README

The hardware and bandwidth for this mirror is donated by METANET, the Webhosting and Full Service-Cloud Provider.
If you wish to report a bug, or if you are interested in having us mirror your free-software or open-source project, please feel free to contact us at mirror[@]metanet.ch.

tabnet

Installation

Tabnet is temporarily archived on CRAN. We are working hard to get it back. In the meantime, you can install the released version from r-universe with:

install.packages('tabnet', repos = c('https://mlverse.r-universe.dev', 'https://cloud.r-project.org'))

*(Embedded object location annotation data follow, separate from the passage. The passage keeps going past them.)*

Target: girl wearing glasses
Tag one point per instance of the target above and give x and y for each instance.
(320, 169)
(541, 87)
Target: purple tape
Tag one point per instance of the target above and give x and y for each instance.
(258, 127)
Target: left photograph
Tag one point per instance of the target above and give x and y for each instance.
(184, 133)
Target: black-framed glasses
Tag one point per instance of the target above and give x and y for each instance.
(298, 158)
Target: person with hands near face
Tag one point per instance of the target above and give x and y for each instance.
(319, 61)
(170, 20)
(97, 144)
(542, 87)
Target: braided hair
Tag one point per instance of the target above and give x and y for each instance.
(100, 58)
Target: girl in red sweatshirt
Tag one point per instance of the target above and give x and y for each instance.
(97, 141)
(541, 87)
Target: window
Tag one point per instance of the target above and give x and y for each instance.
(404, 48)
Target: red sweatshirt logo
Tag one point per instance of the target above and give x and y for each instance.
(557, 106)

# install.packages("remotes")
remotes::install_github("mlverse/tabnet")

Basic Binary Classification Example

Here we show a binary classification example of the attrition dataset, using a recipe for dataset input specification.

library(tabnet)
suppressPackageStartupMessages(library(recipes))
library(yardstick)
library(ggplot2)
set.seed(1)

data("attrition", package = "modeldata")
test_idx <- sample.int(nrow(attrition), size = 0.2 * nrow(attrition))

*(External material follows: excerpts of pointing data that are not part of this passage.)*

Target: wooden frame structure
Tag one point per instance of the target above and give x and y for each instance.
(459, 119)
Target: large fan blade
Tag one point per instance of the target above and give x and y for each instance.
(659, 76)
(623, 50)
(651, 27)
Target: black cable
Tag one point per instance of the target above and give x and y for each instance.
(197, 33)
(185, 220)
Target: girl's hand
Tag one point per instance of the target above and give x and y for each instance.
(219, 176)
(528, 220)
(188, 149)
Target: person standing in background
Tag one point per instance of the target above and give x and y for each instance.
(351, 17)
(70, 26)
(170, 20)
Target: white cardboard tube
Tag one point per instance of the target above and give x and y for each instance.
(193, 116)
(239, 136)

train <- attrition[-test_idx,]
test <- attrition[test_idx,]

rec <- recipe(Attrition ~ ., data = train) %>% 
  step_normalize(all_numeric(), -all_outcomes())

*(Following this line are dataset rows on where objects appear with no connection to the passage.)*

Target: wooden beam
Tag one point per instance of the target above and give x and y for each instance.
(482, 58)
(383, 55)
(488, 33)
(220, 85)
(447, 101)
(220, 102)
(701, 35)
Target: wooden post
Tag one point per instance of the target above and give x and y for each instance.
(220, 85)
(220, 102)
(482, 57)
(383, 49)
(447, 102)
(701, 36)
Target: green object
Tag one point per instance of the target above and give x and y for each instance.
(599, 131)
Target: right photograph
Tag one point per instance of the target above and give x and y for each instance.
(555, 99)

fit <- tabnet_fit(rec, train, epochs = 30, valid_split=0.1, learn_rate = 5e-3)
autoplot(fit)

The plots gives you an immediate insight about model over-fitting, and if any, the available model checkpoints available before the over-fitting

Keep in mind that regression as well as multi-class classification are also available, and that you can specify dataset through data.frame and formula as well. You will find them in the package vignettes.

Model performance results

As the standard method predict() is used, you can rely on your usual metric functions for model performance results. Here we use {yardstick} :

metrics <- metric_set(accuracy, precision, recall)
cbind(test, predict(fit, test)) %>% 
  metrics(Attrition, estimate = .pred_class)
#> # A tibble: 3 × 3
#>   .metric   .estimator .estimate
#>   <chr>     <chr>          <dbl>
#> 1 accuracy  binary         0.840
#> 2 precision binary         0.840
#> 3 recall    binary         1
  
cbind(test, predict(fit, test, type = "prob")) %>% 
  roc_auc(Attrition, .pred_No)
#> # A tibble: 1 × 3
#>   .metric .estimator .estimate
#>   <chr>   <chr>          <dbl>
#> 1 roc_auc binary         0.544

Explain model on test-set with attention map

TabNet has intrinsic explainability feature through the visualization of attention map, either aggregated:

explain <- tabnet_explain(fit, test)
autoplot(explain)

autoplot(explain, type = "steps")

Self-supervised pretraining

For cases when a consistent part of your dataset has no outcome, TabNet offers a self-supervised training step allowing to model to capture predictors intrinsic features and predictors interactions, upfront the supervised task.

pretrain <- tabnet_pretrain(rec, train, epochs = 50, valid_split=0.1, learn_rate = 1e-2)
autoplot(pretrain)

The example here is a toy example as the train dataset does actually contain outcomes. The vignette on Self-supervised training and fine-tuning will gives you the complete correct workflow step-by-step.

Missing data in predictors

{tabnet} leverage the masking mechanism to deal with missing data, so you don’t have to remove the entries in your dataset with some missing values in the predictors variables.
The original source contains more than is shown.